Es histórico. Bob Dylan es un parco. No quiere que le saquen fotos. No habla. No entrega lista de temas. No hace entrevistas ni antes ni después de cada recital. Mantiene, cuando no le da por tirar alguna bomba en palabras, sus fueros íntimos en el más estricto anonimato. Como el Dios cristiano de la Baja Edad Media, Bob Dylan sólo se manifiesta a través de sus obras. Puede que sean reveladoras, geniales, rupturistas o maravillosas, como de hecho lo fueron ciertos discos-faro de la década del ’60 (Highway 61 Revisited o Blonde on Blonde), alguna perla de su período intermedio (Slow Train Coming) o la tardía tríada alucinante que lo reubicó en el panteón de los máximos referentes de la música popular universal (Time Out of Mind, Love and Theft y Modern Times), luego de algunos deslices. O pueden ser desabridas, monocordes, sin sal, “feítas”. Knocked Out Loaded (1986) sería un caso paradigmático, y el casi inescuchable Christmas in the Heart, último disco de su enorme acervo –36, sin contar vivos y compilaciones–, otro. Trasvasado a escala recital, la mecánica pendular es la misma. Robert Allen Zimmerman, de Minnesota, 70 años a la fecha, ha dado shows olvidables –muchos– y memorables –más–. El de Newport, en 1965, por rastrear un mojón clave, fue uno de estos últimos. Varios de la apoteósica gira con The Band, a mediados de los ’70, el de Vélez de marzo de 2008 –por tomar un caso cercano y criollo–, otros.

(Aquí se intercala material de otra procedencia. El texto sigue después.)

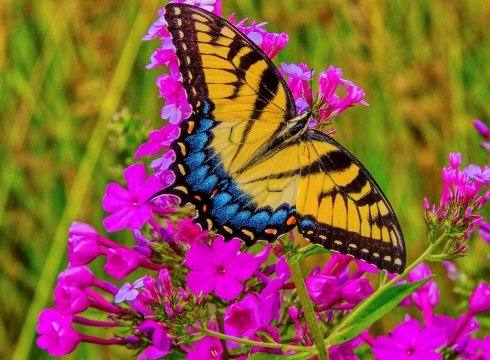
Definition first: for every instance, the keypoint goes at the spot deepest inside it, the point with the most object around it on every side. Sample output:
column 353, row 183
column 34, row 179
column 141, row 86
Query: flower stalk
column 307, row 306
column 384, row 287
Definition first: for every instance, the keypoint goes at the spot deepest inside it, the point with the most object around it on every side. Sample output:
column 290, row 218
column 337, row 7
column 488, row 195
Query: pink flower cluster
column 464, row 194
column 440, row 333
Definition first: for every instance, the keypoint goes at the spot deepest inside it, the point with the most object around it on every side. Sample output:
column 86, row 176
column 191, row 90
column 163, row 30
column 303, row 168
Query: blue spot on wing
column 196, row 142
column 205, row 125
column 279, row 217
column 259, row 221
column 195, row 160
column 196, row 177
column 222, row 215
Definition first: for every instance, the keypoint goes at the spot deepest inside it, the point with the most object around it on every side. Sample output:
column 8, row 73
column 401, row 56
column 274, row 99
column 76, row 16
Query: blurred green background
column 67, row 67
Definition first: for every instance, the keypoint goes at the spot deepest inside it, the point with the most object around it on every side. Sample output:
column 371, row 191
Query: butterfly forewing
column 239, row 102
column 249, row 169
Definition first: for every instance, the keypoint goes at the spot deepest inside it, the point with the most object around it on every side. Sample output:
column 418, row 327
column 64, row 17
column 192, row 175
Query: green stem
column 425, row 255
column 283, row 347
column 307, row 307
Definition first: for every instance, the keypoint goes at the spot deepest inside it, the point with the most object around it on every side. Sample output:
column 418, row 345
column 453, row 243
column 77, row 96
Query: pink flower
column 161, row 342
column 484, row 231
column 69, row 299
column 129, row 207
column 427, row 297
column 176, row 106
column 208, row 348
column 410, row 341
column 484, row 132
column 479, row 174
column 243, row 318
column 220, row 268
column 57, row 336
column 121, row 262
column 270, row 43
column 159, row 139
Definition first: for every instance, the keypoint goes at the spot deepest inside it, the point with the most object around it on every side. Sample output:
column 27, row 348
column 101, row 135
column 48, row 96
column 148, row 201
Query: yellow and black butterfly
column 252, row 166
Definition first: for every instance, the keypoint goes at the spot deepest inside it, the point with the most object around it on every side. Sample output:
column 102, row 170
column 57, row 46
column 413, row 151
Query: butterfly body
column 252, row 166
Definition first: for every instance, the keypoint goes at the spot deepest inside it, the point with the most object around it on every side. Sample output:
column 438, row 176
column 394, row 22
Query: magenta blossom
column 409, row 341
column 208, row 348
column 427, row 297
column 58, row 337
column 129, row 207
column 83, row 244
column 484, row 231
column 270, row 43
column 480, row 299
column 484, row 131
column 220, row 267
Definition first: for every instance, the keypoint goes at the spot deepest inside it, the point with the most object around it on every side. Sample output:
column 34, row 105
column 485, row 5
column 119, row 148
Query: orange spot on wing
column 271, row 231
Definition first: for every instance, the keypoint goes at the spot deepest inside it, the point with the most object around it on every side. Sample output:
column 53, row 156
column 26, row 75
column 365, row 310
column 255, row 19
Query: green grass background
column 66, row 67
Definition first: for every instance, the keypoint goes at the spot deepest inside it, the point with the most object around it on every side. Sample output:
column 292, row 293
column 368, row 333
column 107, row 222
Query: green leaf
column 265, row 356
column 385, row 301
column 175, row 356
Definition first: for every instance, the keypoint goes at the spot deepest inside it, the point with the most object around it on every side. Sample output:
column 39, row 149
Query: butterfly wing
column 341, row 207
column 241, row 106
column 239, row 164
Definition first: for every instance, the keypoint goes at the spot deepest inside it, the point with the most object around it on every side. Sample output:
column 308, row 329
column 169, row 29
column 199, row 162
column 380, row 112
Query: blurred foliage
column 67, row 67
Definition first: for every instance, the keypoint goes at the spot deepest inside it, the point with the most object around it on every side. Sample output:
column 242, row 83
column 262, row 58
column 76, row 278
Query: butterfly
column 252, row 166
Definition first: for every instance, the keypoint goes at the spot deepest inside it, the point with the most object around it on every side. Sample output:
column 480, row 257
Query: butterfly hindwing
column 239, row 103
column 341, row 207
column 252, row 167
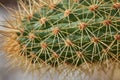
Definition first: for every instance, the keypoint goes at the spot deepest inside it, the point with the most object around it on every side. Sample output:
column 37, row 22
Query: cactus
column 64, row 32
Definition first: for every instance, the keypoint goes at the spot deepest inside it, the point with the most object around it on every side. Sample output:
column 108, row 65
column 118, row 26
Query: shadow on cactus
column 72, row 33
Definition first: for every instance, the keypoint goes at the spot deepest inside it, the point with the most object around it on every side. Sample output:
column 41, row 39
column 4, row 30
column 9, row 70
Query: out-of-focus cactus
column 64, row 32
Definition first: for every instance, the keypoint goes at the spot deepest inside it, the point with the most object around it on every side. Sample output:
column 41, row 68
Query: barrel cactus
column 56, row 33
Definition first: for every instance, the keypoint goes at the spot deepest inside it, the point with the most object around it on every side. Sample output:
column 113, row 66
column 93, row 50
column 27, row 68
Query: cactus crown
column 71, row 32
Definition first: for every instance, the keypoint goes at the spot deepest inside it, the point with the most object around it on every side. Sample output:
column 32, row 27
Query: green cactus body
column 70, row 32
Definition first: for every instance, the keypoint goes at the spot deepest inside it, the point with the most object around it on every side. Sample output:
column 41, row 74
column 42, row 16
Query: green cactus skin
column 71, row 32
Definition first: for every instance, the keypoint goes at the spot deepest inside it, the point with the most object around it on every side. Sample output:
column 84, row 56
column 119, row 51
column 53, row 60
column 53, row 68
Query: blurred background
column 5, row 73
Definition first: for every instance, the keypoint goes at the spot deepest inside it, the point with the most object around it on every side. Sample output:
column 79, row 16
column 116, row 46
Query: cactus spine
column 71, row 32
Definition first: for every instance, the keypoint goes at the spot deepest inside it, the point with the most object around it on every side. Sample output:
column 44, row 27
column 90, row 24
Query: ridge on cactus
column 73, row 33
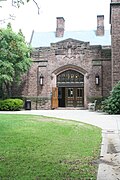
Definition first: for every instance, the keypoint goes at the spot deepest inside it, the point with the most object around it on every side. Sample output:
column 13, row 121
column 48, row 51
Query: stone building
column 69, row 68
column 115, row 39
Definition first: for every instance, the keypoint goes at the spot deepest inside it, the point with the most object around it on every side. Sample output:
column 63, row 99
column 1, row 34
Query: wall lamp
column 97, row 79
column 41, row 80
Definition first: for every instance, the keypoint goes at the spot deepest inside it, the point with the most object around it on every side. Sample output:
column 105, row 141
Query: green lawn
column 42, row 148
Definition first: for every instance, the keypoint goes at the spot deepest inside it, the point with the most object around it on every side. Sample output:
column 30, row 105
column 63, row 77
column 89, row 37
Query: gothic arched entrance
column 70, row 85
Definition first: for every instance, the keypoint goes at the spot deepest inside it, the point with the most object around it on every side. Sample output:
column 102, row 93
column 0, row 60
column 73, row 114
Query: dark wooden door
column 54, row 97
column 74, row 97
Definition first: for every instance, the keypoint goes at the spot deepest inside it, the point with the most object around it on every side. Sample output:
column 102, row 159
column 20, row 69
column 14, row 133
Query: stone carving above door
column 71, row 48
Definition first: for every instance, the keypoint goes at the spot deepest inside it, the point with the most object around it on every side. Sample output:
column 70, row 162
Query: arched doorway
column 70, row 85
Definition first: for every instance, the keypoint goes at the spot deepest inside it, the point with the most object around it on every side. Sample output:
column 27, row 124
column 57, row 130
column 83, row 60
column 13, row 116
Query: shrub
column 11, row 105
column 99, row 101
column 112, row 104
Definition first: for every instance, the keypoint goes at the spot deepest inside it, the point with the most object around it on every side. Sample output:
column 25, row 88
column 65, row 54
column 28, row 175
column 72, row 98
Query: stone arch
column 67, row 67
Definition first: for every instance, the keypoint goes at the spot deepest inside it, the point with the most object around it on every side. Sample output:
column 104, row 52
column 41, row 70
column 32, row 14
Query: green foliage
column 112, row 104
column 14, row 58
column 11, row 105
column 37, row 147
column 99, row 101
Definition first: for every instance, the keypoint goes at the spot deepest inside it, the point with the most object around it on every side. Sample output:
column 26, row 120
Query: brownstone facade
column 115, row 37
column 63, row 56
column 78, row 69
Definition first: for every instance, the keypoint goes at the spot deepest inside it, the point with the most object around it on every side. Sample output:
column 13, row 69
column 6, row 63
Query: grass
column 42, row 148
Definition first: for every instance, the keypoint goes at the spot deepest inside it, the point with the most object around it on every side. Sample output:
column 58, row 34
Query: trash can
column 27, row 104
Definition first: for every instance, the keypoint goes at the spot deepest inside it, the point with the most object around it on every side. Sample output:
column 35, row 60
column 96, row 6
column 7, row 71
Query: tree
column 112, row 104
column 14, row 59
column 18, row 3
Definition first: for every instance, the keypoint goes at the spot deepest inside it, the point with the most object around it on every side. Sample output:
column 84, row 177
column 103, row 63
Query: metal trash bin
column 27, row 104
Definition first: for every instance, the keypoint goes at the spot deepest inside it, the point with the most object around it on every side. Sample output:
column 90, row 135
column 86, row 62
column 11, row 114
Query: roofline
column 113, row 4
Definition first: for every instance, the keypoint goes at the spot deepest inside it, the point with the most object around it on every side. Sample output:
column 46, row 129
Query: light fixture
column 41, row 80
column 97, row 79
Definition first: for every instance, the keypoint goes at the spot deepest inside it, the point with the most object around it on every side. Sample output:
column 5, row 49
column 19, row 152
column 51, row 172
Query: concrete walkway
column 109, row 163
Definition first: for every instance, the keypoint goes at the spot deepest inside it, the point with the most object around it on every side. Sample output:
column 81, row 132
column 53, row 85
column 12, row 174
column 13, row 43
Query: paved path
column 109, row 163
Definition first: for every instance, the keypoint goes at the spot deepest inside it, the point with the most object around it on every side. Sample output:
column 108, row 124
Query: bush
column 11, row 105
column 112, row 104
column 99, row 101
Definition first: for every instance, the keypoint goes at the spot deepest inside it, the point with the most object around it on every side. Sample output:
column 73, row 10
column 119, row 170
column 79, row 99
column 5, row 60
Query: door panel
column 54, row 97
column 74, row 97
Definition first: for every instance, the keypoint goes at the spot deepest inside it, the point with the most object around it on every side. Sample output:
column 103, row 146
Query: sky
column 78, row 15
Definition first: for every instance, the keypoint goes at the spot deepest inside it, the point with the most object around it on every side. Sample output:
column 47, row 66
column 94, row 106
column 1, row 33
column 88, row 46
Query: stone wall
column 69, row 54
column 115, row 32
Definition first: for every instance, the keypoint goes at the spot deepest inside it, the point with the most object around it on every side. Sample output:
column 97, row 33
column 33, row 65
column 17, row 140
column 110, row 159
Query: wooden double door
column 70, row 96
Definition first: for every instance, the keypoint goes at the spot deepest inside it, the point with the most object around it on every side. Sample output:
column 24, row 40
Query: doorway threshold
column 70, row 108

La retrospectiva dialéctica es ajustada, sintética, escasa, pero sirve a los fines de enmarcar las coordenadas binarias que revelan algo de un músico experto en ocultarse a sí mismo en todo, menos en sus obras. Vélez 2008, entonces. Unas 22 mil personas asisten a un recital de esos que vuelven el péndulo hacia el lado del bien. Ven y escuchan a un Dylan, sostenido en una banda impecable, que se parece más al padre de todos que a un hijo desorientado. Más al que vendrá que al que fue durante la poco convincente, en sonido, repertorio y ánimo, primera visita al país (Obras, 1991). Toca “Masters of War” (1963), salta a “The Levee’s Gonna Break” (2006), se monta en “Just Like a Woman” (1966), sigue su ruta y marca una agenda que deja a los fanas con ganas de volver ya, al otro día. No fue así, pero casi. Hubo un tremendo disco en el medio (Together Through Life), otro en los antípodas (el mencionado Christmas in the Heart) y Dylan volvió, y como muchos deseaban: bajo techo y, mejor aún, en un teatro, el Gran Rex.

Porque una cosa es escuchar su propuesta musical devota de ciertos principios, cercana a la más fiel tradición folk rock eléctrico (y afines) a cielo abierto, y otra, contenida por una calidez acústica intramuros. Primera señal. Segunda, el ánimo. Si hay un factor que determina hacia qué lado correrá el péndulo es precisamente el humor de Bob Dylan. No suele demostrarlo en sonrisas, gestos ampulosos o speechs de recital. En rigor, ni siquiera saluda en la noche debut. No dice nada. Toca. Se manifiesta en la obra. Juega. Guía a la banda como un prestidigitador más allá de todo y de todos. Mueve el pie derecho, siguiendo el compás como señal de aprobación. Y no frunce el ceño, como lo hace cuando está mal. Cambia las versiones sobre la marcha. Se orienta y desorienta. Marca y se desmarca. Se reinventa a sí mismo, en cada canción. Bob Dylan, señores, está contento y ésa es la clave que convierte a la primera noche de su vista a Buenos Aires (repite hoy y el lunes) en inolvidable. De esas que marcan hitos.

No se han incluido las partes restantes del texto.